Vin = 3.7V, so it’s too low. You can use the 4xAA battery pack instead of you’d like and not have any trouble. The 3.7V LiPo is ideal for the motors and small electronics (and works great with the onboard LiPo charger). If you use the 4xAA pack, remember to remove the LiPo jumper so the USB does not try to charge the AA batteries.
We offer a few of those as well: robotshop.com/lithium-polymer-battery-packs-1.html
The overall DFRobotShop Rover (two motors, the microcontroller, a pair of servos which consume quite a bit of current) may consume more than the max 1A the packs are rated for.
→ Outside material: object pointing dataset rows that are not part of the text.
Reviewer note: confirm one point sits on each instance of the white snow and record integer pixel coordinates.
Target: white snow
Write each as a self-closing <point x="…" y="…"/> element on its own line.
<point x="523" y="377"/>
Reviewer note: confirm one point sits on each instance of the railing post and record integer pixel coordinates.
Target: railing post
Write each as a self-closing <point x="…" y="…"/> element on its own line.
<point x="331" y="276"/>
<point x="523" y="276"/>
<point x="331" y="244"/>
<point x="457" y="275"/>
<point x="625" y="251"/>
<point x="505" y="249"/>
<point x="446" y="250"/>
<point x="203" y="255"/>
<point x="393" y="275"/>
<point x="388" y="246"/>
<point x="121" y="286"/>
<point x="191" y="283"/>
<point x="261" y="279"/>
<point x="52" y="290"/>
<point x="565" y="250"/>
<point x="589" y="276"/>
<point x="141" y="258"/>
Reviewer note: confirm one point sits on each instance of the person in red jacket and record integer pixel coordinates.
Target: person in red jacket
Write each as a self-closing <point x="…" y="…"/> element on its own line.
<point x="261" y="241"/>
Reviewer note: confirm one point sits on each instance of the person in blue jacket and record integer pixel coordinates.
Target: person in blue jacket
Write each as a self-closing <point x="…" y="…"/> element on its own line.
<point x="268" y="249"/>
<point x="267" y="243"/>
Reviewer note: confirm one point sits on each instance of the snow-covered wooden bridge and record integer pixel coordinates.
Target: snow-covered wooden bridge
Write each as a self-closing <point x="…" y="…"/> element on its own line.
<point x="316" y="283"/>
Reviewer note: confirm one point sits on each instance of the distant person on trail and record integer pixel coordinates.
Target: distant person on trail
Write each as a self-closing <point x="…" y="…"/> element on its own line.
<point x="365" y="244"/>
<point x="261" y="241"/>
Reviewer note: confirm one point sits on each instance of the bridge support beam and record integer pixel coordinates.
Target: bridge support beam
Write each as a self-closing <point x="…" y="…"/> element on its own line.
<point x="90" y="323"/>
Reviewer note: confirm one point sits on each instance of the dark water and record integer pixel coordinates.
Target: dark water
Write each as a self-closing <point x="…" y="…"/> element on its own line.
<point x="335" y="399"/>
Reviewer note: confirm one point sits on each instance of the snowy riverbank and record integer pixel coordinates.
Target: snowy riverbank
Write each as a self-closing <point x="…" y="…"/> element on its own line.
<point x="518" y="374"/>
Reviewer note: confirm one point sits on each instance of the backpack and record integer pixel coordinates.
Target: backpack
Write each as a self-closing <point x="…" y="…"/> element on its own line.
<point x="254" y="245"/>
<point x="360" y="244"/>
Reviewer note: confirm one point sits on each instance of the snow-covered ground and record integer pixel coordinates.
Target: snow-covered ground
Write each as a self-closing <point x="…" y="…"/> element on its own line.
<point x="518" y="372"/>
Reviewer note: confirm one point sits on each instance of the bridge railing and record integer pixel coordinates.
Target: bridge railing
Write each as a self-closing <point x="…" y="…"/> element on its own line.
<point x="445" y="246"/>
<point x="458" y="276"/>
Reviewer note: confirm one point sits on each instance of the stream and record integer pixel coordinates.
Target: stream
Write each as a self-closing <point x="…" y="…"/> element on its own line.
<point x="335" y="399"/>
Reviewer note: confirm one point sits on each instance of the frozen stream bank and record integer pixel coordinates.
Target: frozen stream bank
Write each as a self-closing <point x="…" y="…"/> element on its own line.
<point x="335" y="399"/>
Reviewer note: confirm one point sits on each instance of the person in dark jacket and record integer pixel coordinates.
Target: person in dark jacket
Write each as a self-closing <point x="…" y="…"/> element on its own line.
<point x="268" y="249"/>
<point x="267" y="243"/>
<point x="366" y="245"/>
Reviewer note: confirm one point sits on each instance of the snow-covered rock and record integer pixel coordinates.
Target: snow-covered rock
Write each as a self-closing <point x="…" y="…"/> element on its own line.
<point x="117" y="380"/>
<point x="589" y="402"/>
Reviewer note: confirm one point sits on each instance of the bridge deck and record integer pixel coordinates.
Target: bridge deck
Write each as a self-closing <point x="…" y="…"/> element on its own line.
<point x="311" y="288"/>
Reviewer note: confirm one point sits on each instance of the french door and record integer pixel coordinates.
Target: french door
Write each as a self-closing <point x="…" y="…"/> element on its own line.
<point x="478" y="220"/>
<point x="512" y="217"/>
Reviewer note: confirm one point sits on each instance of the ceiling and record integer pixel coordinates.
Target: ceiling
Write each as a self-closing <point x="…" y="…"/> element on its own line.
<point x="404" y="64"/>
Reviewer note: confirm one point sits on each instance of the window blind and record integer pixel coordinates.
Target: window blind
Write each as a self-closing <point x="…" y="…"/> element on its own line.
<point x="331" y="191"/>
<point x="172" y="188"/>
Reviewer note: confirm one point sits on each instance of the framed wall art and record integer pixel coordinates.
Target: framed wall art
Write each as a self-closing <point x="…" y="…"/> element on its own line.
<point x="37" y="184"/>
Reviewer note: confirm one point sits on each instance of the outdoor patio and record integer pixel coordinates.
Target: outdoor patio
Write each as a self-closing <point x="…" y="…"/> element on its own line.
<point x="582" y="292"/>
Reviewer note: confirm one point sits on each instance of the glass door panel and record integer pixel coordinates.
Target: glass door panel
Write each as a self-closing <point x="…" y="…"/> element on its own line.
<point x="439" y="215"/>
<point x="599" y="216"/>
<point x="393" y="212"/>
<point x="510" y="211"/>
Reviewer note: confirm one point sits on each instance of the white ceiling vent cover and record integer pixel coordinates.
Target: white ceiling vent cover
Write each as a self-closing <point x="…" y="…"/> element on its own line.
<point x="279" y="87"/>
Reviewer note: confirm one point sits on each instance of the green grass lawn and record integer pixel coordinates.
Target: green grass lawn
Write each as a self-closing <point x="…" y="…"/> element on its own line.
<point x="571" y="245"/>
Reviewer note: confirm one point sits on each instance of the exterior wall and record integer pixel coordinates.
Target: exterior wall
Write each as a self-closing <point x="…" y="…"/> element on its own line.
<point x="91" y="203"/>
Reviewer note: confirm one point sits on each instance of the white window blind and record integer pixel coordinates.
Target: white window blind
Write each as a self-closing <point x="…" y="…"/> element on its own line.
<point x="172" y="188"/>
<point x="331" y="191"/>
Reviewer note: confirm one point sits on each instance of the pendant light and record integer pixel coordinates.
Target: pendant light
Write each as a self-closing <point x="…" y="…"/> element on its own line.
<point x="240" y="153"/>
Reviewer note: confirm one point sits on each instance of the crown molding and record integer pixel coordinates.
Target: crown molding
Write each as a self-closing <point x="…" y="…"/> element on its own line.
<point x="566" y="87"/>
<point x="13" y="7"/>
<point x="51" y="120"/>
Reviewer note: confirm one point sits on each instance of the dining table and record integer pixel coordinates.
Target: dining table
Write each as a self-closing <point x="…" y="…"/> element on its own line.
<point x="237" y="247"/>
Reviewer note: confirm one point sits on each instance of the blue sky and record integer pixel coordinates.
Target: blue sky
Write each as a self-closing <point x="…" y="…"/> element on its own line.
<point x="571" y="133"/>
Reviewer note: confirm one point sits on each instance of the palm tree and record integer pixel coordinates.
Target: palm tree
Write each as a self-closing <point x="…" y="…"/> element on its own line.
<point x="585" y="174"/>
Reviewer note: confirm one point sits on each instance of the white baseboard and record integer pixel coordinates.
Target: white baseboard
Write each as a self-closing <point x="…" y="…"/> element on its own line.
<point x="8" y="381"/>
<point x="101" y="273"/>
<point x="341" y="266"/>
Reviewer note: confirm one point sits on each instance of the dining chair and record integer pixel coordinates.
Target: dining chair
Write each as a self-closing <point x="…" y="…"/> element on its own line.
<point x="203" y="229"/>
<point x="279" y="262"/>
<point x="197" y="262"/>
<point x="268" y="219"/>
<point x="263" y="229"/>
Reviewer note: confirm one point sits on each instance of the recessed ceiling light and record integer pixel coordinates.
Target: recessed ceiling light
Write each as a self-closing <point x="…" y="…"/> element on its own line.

This means you can use a 6V battery pack for the DC motors and the servos, but you still need to power the logic and the camera, which require at least 250mA. You have two choices: step up from 6V or step down from 9V. Most of the time, the main battery corresponds to the actuators since they tend to draw more current. Ex: robotshop.com/dimension-engineering-de-swadj.html robotshop.com/dimension-voltage-regulator-board-1.html (makes connections easier).
That’s most certainly a power drain issue - the battery cannot discharge at a high enough current for that motion. The suggested battery is only a 3.7V, 1Ah LiPo which can discharge at ~2A. This means whatever you are doing is likely consuming well over 2A and causing the rover to shut down.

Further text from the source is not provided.